Capacity Planning

Overview

Maintaining adequate free capacity in an XSDS cluster is critical for both performance and data safety. At high utilization, the cluster cannot complete recovery operations after OSD failures, and I/O performance degrades significantly. This page covers monitoring, thresholds, and expansion procedures.

Administrator Access Required — This operation requires the admin role. Contact your Xloud administrator if you do not have sufficient permissions.

Prerequisites

Administrator credentials with the admin role
SSH access to a cluster management node
Access to XDeploy (https://connect.<your-domain>) for node provisioning

Capacity Thresholds

Utilization	Status	Action Required
< 60%	Healthy	Monitor routinely
60–70%	Watch	Begin planning expansion
70–80%	Warning	Initiate expansion — order hardware
80–85%	Critical	Accelerate expansion — immediate action
> 85%	Emergency	Risk of degraded I/O and recovery failure

Above 85% utilization, the cluster may refuse writes and cannot complete data recovery after OSD failures. Maintain a minimum of 30% free capacity headroom.

Monitoring Utilization

Dashboard
CLI

Navigate to XDeploy → Storage → Capacity for a graphical capacity overview showing per-pool and cluster-wide utilization with trend projections.

Cluster-wide capacity summary

ceph df

Per-pool capacity

ceph df detail

Per-OSD utilization

ceph osd df tree

PG autoscale status

ceph osd pool autoscale-status

Key metrics to monitor:

Used %: Alert at 70%, act at 80%
PG distribution: Imbalanced PGs cause some OSDs to bear disproportionate load
Recovery I/O: Active recovery competes with client I/O — schedule OSD additions during low-traffic windows where possible

Capacity Calculations

Replicated pools

For a pool with replication factor n, usable capacity = raw capacity / n.

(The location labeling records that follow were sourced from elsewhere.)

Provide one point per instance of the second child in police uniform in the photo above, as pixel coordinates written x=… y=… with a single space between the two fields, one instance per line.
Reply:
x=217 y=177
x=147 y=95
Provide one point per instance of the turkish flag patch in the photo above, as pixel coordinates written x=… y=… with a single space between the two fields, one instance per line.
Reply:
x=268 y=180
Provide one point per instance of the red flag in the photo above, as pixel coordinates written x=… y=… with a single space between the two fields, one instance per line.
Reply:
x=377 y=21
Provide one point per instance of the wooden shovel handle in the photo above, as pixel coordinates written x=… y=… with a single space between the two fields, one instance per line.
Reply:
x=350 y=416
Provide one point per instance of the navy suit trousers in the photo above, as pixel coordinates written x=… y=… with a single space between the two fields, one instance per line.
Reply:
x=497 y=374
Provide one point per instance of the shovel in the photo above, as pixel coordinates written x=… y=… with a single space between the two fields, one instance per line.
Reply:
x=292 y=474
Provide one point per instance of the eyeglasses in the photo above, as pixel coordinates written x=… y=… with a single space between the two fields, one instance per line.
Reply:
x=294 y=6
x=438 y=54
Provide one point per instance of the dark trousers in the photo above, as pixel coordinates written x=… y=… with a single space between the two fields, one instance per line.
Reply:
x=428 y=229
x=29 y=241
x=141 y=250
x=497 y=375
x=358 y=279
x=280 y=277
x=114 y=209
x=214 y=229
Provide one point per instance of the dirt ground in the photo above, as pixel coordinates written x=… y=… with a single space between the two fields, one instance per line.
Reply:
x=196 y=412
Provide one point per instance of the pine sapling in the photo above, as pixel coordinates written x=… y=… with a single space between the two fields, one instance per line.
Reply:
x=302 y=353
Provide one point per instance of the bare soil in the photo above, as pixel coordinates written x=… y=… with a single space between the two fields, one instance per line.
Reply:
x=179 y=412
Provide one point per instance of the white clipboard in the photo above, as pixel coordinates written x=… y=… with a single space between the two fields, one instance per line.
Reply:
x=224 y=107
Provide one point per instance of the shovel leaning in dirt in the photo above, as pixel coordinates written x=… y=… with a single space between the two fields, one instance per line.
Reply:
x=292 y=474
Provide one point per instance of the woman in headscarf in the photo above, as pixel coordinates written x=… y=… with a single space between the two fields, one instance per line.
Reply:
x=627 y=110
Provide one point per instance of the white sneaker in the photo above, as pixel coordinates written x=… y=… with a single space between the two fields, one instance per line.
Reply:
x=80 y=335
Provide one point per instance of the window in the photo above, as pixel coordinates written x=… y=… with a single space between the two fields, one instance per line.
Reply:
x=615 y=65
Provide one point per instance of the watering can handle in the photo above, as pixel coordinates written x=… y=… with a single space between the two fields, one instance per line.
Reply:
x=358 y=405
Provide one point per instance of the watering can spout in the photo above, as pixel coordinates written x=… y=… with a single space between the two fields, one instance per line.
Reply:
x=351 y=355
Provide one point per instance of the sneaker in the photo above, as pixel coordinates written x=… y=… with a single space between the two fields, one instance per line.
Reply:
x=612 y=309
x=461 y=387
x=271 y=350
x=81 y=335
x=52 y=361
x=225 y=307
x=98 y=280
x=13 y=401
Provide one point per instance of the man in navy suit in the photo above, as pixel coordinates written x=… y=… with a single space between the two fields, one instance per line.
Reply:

Raw Capacity	Replication Factor	Usable Capacity
100 TB	3 (default)	~33 TB
100 TB	2	~50 TB

Account for the 30% headroom recommendation:

100 TB raw, factor 3 = ~33 TB usable
30% headroom = ~10 TB reserved
Effective usable = ~23 TB

Erasure-coded pools

For an erasure code profile k+m, usable capacity = raw capacity × k/(k+m).

Profile	Overhead	Usable from 100 TB
4+2	1.5×	~67 TB
6+2	1.33×	~75 TB
8+3	1.375×	~73 TB

Snapshot space

Snapshots consume incremental capacity proportional to the change rate after the snapshot is taken. A volume with 10% daily churn accumulates approximately 10% of its size in snapshot data per day per snapshot retained.Factor snapshot retention into capacity planning. For 7-day retention on a 10-TB pool with 10% daily churn: approximately 7 TB additional snapshot space required.

Expanding the Cluster

Deploy new OSD node via XDeploy

Navigate to XDeploy → Infrastructure → Nodes → Add Node and register the new storage node. XDeploy configures the OS, installs storage packages, and joins the node to the cluster.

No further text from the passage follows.